The boat has been fishing awhile now, following a "weed line" of sargasso. The only other boat in sight is a tiny dot on the horizon. It's mid-morning, the Gulf Stream current is running hard, most of the boats are reporting trouble staying where they want to fish. But four sailfish already have been caught. Game on.

When Craig and Tuk flung a web of lines overboard at 8 a.m., Craig spread his fingers out at the lines like he was casting a spell. "Eyes down," he says, telling everybody aboard to watch the bait for a "blue stick," the bill of a marlin coming up. They were right over the sweet spot. Everyone watched for that sudden strike.

Now, a few hours later, they're talking fish stories, football, making fun of Tuk watching World Cup soccer. There's no feeding birds, no flying fish coming out in ghostly white flurries.
Then one of the reels spins, whirring out a live, smooth peel of line. "Definitely a sailfish," Wertan says on the fly bridge. But they lose it. Not a lot of other boats are having that much luck. A voice crackles over the radio, "Maybe by noon."

'An escape'

Wertan leaves the fishing mostly to his guests and shares the piloting with Kemp. He pores over the charts and the electronic gear to plot out trolls, tosses suggestions about putting out new fishing lines. He runs a real estate company, The Wertan Team, for which Tuk works.

For Wertan, it's about going to sea. "You're just out in the middle of nowhere. No cell phone, no nothing. It's an escape. You never know what kind of day it'll be or what you're going to find. There's always something different, sea turtles, whale, dolphin," he says. "It's just such a different world, such an experience to catch a fish as big as you."

An hour later, the same reel whirs again. Little jumps in but the line goes dead. "Well, darn," she says.

"Tackle failure," Craig says.

Tuk says, "My bad," and takes some ribbing about his rigging. Moore and he use a cigarette lighter to melt the ends of the cinch lines, so the binding won't give.

At noon, Craig says, "We're one quarter of the way through the tournament. Don't freak out. There's a lot of comeback time left." He takes up the syncopated clapping of a football cheer.

"Go, fish!
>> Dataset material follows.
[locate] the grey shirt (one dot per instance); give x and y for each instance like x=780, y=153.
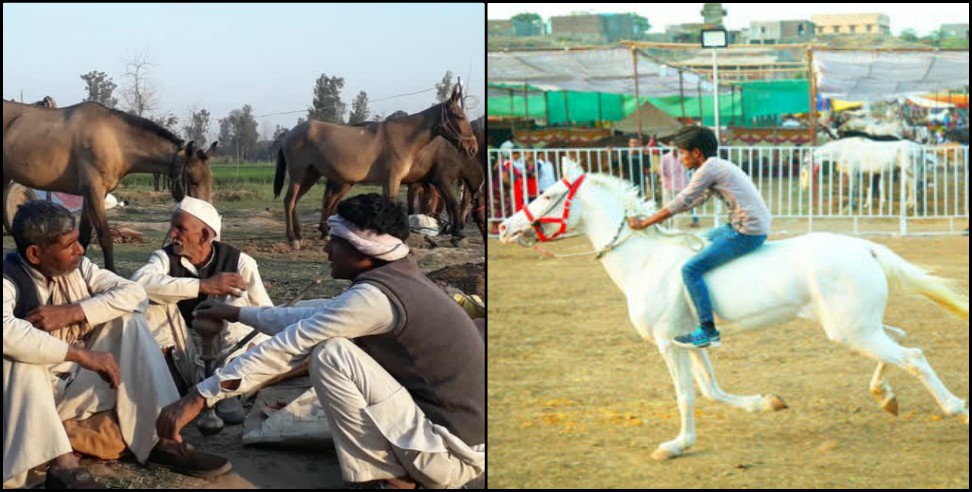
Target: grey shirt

C'mon!" Little yells. She wants to fight one in. "It's the thrill, the rush. It's a good adrenaline rush when you get a fish on your hook," she says. Then the birthday girl laughs.

'An off button'

It's after 2 p.m. In less than an hour, the radio will call "Lines out" and the sportfishing boats will turn back to Charleston for the weigh-in. A few beers have come out. The crew is fishing to loud thumping rap for luck, the play list looping over and over.

"We had one. They were there," Kemp says from behind the wheel on the fly bridge. Moore has the binoculars on a research ship in the distance. He tells Kemp to set a course for it. Maybe they'll scare up a fish the ship has spooked. At least they'll move to a little deeper water. A few minutes later, a dolphin hits the line. Craig snares him and quickly reels him aboard. It's a little one, but it's a fish. Ceviche, he says, enough to feed the boat tonight.

"All right, lines back out," he says quickly.

Even at 3 p.m., when Kemp calls to pick up the lines, Tuk says to wait for the official call. It comes a few seconds later. The lines come up, Kemp throttles up the engines and heads home, leaving the rolling seas under rolling clouds, the weed line they thought would pay off. It's doesn't matter. He loves it all. The environment, the challenge.

"Everything's got an off button, but as humans we don't seem to be able to turn it off," he says. "Out here, you don't have a choice."